Stabilization of double-stranded oligonucleotides using backbone-linked disulfide bridges.

A convenient, practical route to the synthesis of disulfide-bridged oligonucleotides has been developed. Aliphatic linkers with terminal thiol groups have been attached to the phosphodiester backbones of partially or fully complementary oligonucleotide sequences and oxidized to yield covalently closed oligonucleotides with disulfide bridges. This procedure has been used to prepare a duplex with disulfide bridges at both ends and stem-loop sequences with single disulfide bridges. Oxidation of a self-complementary duplex possessing terminal thiol groups produced both hairpin and duplex structures with disulfide bridges, the relative proportions of each being dependent upon the reaction conditions. These bridged hairpin and duplex structures were shown to be interconvertible by reduction and re-oxidation. The melting profiles of disulfide-bridged oligonucleotides were compared with the same sequences without bridges and with sequences possessing triethylene glycol bridges, and in all cases the introduction of disulfide bridges resulted in a considerable increase in thermal stability.
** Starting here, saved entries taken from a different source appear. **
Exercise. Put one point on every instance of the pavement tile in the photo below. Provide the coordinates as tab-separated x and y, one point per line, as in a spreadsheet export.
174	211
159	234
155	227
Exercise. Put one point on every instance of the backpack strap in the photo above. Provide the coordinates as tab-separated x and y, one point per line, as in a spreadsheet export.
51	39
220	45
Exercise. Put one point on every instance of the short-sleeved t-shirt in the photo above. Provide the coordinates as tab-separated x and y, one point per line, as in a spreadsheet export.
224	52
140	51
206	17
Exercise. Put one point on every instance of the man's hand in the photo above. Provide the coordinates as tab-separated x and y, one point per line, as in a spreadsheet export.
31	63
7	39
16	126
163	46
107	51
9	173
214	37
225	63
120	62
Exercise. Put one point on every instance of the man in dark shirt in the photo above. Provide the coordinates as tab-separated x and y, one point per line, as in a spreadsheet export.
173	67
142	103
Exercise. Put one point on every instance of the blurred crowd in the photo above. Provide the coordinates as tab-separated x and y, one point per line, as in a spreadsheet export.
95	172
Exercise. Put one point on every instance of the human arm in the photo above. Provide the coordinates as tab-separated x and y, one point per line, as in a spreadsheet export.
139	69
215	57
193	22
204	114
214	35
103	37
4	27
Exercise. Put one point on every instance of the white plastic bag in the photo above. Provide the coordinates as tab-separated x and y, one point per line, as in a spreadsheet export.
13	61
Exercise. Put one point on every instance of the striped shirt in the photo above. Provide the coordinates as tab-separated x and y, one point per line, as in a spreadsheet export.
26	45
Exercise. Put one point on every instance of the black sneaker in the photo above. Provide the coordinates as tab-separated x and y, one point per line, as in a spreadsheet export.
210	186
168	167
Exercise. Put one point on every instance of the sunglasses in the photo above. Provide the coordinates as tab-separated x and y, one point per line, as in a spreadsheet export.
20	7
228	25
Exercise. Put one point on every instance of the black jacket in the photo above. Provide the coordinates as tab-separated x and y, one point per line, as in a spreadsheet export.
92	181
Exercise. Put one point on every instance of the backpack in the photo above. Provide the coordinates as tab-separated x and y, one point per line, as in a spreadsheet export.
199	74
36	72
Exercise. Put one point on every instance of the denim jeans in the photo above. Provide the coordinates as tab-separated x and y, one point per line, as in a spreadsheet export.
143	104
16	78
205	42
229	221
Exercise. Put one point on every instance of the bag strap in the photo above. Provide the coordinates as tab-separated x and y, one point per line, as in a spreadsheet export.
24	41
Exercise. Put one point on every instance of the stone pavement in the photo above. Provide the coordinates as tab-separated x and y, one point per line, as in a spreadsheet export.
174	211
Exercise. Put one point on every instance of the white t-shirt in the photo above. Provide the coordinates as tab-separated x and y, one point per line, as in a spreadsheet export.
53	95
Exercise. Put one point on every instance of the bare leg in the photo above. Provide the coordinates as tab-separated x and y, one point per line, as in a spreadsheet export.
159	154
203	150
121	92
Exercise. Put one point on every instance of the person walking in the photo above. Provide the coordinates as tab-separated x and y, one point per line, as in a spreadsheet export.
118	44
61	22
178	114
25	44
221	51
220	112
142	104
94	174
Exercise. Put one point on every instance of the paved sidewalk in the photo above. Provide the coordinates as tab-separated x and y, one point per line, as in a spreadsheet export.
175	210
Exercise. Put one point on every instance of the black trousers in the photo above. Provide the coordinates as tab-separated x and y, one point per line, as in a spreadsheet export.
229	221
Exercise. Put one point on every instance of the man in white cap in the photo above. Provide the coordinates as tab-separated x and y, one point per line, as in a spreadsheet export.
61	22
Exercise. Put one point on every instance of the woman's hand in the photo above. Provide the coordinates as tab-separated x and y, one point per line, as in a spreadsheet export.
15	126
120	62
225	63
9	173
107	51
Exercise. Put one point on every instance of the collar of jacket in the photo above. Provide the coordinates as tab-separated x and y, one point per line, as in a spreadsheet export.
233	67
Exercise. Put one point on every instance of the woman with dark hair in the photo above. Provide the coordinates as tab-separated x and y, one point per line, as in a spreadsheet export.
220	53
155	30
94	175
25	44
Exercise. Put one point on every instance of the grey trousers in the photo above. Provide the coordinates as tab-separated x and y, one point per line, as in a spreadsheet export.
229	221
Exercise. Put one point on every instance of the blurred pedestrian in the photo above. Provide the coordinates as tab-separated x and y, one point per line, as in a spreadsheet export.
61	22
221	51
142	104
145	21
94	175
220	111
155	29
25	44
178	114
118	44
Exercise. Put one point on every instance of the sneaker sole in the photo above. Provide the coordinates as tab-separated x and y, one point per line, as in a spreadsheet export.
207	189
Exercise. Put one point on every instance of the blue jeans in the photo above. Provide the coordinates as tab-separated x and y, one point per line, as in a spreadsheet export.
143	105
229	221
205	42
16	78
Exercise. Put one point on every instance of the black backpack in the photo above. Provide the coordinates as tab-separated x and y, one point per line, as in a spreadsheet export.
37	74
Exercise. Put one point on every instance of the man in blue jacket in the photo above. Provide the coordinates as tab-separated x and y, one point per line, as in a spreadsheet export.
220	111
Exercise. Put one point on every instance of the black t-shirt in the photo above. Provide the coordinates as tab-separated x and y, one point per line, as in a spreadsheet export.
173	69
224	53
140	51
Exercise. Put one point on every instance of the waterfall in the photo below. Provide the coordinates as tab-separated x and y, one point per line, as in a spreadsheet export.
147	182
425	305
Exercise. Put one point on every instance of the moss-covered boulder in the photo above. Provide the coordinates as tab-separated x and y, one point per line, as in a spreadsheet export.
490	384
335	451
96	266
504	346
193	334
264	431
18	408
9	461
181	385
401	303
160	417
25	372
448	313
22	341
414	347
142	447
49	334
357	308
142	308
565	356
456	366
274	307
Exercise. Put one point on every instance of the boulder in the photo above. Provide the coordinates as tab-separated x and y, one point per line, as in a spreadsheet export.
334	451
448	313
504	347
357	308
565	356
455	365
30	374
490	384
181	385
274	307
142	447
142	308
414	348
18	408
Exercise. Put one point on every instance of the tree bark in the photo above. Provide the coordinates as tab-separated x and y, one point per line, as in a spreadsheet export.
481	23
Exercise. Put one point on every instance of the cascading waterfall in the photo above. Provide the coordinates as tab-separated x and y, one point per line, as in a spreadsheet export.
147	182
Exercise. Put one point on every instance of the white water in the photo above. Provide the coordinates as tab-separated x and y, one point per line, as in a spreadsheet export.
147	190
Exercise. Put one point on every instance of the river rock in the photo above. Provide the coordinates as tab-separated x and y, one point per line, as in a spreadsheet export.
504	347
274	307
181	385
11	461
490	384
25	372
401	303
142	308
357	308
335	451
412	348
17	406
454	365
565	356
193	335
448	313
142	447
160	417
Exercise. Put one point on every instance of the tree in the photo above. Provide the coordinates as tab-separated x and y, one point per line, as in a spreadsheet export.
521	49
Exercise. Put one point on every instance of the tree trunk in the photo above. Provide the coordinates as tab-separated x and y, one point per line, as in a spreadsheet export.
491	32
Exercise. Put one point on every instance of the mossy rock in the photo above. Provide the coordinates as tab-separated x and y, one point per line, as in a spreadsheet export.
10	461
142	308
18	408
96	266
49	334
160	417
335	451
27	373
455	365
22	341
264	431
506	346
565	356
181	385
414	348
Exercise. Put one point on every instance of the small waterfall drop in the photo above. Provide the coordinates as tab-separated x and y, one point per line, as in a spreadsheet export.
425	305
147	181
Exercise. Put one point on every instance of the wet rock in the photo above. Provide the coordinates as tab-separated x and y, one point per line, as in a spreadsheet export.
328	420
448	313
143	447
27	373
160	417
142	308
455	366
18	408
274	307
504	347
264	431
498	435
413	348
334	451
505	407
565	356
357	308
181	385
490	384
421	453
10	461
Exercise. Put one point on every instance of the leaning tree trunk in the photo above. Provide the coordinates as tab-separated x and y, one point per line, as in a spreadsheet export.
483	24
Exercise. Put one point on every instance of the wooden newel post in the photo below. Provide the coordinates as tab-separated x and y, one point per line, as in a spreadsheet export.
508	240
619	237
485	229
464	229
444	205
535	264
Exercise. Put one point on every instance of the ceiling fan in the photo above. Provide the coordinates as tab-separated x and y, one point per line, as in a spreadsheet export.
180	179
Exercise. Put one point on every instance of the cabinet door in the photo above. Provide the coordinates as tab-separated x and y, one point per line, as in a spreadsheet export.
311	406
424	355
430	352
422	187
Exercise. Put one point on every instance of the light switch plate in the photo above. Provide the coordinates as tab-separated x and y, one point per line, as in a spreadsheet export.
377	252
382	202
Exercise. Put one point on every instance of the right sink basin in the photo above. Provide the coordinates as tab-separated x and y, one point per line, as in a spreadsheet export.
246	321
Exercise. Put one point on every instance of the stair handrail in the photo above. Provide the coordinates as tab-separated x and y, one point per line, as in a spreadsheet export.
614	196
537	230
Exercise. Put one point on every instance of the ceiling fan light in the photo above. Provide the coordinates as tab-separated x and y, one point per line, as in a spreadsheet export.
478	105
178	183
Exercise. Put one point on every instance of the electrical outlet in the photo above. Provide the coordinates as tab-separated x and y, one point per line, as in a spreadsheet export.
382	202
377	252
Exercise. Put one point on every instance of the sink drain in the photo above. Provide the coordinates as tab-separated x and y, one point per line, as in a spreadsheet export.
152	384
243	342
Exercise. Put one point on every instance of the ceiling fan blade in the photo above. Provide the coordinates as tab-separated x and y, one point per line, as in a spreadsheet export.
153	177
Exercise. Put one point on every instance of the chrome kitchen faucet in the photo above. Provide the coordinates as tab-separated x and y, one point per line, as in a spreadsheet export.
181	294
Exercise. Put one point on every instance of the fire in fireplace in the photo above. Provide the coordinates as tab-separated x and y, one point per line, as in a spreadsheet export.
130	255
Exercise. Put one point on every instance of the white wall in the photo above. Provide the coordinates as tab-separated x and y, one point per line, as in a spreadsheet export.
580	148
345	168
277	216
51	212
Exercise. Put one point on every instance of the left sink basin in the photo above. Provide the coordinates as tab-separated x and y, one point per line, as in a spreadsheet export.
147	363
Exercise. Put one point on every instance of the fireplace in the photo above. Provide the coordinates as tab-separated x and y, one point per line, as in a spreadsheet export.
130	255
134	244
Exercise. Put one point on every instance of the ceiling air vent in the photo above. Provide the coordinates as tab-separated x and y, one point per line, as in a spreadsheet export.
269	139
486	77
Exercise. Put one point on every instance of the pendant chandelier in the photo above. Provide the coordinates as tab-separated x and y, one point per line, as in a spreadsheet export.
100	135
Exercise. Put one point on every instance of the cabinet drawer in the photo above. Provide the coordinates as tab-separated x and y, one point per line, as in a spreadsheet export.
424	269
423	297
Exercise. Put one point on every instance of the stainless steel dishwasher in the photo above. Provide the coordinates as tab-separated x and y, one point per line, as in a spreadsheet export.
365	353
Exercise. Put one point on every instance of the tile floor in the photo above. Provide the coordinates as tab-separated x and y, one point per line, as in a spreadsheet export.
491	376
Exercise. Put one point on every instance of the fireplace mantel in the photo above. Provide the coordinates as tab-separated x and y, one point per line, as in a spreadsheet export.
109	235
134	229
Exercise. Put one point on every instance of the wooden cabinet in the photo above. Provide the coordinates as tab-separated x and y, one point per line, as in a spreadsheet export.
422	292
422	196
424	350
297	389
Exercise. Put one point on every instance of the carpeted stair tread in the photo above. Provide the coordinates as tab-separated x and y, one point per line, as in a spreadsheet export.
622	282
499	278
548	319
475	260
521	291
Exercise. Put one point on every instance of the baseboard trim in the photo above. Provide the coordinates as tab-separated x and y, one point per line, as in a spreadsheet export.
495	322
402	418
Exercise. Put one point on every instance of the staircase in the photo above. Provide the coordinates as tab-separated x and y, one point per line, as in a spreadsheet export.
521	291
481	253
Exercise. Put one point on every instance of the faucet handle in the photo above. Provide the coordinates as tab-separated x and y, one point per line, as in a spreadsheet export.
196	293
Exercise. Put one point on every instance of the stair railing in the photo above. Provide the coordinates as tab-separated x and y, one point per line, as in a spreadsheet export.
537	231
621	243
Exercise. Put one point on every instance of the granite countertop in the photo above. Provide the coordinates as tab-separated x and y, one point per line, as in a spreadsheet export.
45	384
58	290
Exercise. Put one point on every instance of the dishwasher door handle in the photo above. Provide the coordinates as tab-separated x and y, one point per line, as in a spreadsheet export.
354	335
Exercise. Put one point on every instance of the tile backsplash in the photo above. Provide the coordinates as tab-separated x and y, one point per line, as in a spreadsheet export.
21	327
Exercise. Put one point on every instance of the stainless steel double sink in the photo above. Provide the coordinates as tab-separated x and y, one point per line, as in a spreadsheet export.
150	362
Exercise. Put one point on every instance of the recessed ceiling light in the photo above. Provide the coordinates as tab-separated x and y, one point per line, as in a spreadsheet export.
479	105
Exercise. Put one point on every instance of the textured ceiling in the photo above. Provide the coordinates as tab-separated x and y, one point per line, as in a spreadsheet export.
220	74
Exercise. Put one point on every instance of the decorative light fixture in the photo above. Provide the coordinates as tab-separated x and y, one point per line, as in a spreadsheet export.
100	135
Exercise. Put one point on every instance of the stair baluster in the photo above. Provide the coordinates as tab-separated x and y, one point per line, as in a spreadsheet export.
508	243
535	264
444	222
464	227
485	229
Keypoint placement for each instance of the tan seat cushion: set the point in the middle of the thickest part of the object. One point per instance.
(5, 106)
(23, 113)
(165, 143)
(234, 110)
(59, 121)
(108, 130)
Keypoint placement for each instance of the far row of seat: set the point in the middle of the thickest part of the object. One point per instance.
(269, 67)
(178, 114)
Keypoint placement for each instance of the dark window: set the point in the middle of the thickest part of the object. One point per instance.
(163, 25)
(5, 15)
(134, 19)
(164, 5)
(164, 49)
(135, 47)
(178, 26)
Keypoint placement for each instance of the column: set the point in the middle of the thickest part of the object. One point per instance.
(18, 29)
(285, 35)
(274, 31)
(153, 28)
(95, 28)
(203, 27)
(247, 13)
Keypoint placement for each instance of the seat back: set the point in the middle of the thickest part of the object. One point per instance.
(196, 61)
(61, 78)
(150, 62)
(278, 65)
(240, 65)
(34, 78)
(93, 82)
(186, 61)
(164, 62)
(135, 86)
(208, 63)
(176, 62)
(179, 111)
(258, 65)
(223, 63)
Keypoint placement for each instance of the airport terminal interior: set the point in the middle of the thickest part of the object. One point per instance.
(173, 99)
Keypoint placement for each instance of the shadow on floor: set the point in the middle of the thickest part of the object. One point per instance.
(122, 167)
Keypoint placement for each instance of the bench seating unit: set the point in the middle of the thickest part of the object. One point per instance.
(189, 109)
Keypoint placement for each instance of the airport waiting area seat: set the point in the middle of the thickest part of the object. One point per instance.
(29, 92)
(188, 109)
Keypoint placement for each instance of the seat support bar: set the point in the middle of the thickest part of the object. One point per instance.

EcoRI endonuclease was capable of cleaving a disulfide-bridged duplex possessing a recognition site for this enzyme, thus supporting a lack of distortion of the recognition site. The disulfide bridges could be cleaved using a large excess of DTT to regenerate the corresponding sulfhydryl compounds. A study of the serum stabilities of disulfide-bridged oligonucleotides showed that the bridged duplexes were much more stable than their unmodified counterparts, whereas the rate of degradation of the stem-loop structures was more dependent upon the size of the loop than the presence or absence of the disulfide bridge. In summary, we have described a novel methodology, employing commercially available reagents, for the stabilization of oligonucleotide duplexes or stem-loop structures by disulfide bridge formation.